The terrace garden incorporates built-in Quick-Crete planters, filled with trees and bamboo, with an average depth of about 30 to 36 inches to accommodate soil, plants, water drainage layers and Hydrotech, a waterproofing elastomeric membrane. A similar membrane was laid across the entire top of the concrete podium parking deck before the gardens and other elements were built up. “It’s a double-proofing system because membranes have been known to crack,” said Abe.
The planters hold a combination of succulents and perennials that tolerate the garden’s hot and dry micro-climate and do not require massive root spaces. The height and volume of the bamboo mitigates and obscures the massiveness of the surrounding high-rises and provides screening for the private patio spaces of the residential units that face the terrace, while also allowing light to filter in.
As more empty nesters and young professionals trade homes in the suburbs for apartments or condos in the city close to where they play and work, at the top of their wish lists are outdoor oases that promise respite from the daily grind. According to Abe, it is essential that outdoor space be part of city life, in particular in Downtown Los Angeles, where open and green space is sorely lacking.
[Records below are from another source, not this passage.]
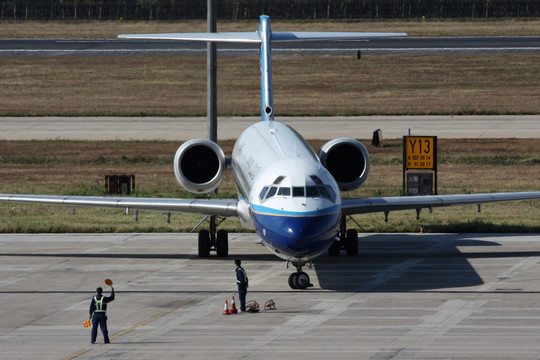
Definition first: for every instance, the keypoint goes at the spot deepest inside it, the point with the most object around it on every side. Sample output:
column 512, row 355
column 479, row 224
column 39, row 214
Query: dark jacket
column 105, row 299
column 241, row 277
During the Green Building Council’s award ceremony held at Elleven last October, Los Angeles Mayor Antonio Villaraigosa said he would like to see green elements become standard in the city. “I want to see gardens on rooftops and more trees,” he said.
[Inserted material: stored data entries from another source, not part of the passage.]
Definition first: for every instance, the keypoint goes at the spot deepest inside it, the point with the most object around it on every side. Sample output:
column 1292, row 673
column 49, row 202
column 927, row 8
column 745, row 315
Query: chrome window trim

But Abe believes Los Angeles is faced with a dilemma. “The city and its CRA have priorities towards soliciting residential and other developments, but they are not aggressively pursuing an answer to quality of life issues, in particular open space areas in downtown.
The agencies seem to be pressing the private side to fulfill this requirement on a project-by-project basis. But I believe the opposite is required. The agencies should be responsible for building the green space and if they think of these spaces as a network of green infrastructure projects collectively, this will have a positive impact on the quality of life of the city dwellers in all demographics they wish to attract,” he said.
Meanwhile, despite the region’s real estate downturn, the South Group plans to expand its green residential model in downtown Los Angeles.
The company is gearing up to start construction this year on two ground-up high-rises at West 12th and South Figueroa that will add another 324 condos to the area and bring South Group’s total spending on downtown construction to $750 million. The 33- and 23-story towers with ground-floor retail will be at the center of a pedestrian path that will wind through plazas, paseos and fountains, all of which are expected to add vibrancy to the neighborhood’s streets.
“The South Group is committed to quality of life and sustainable practices, and that’s rare in this city. South has set an example of how a developer can build a property, be successful with their investment and be environmentally responsible at the same time,” said Abe.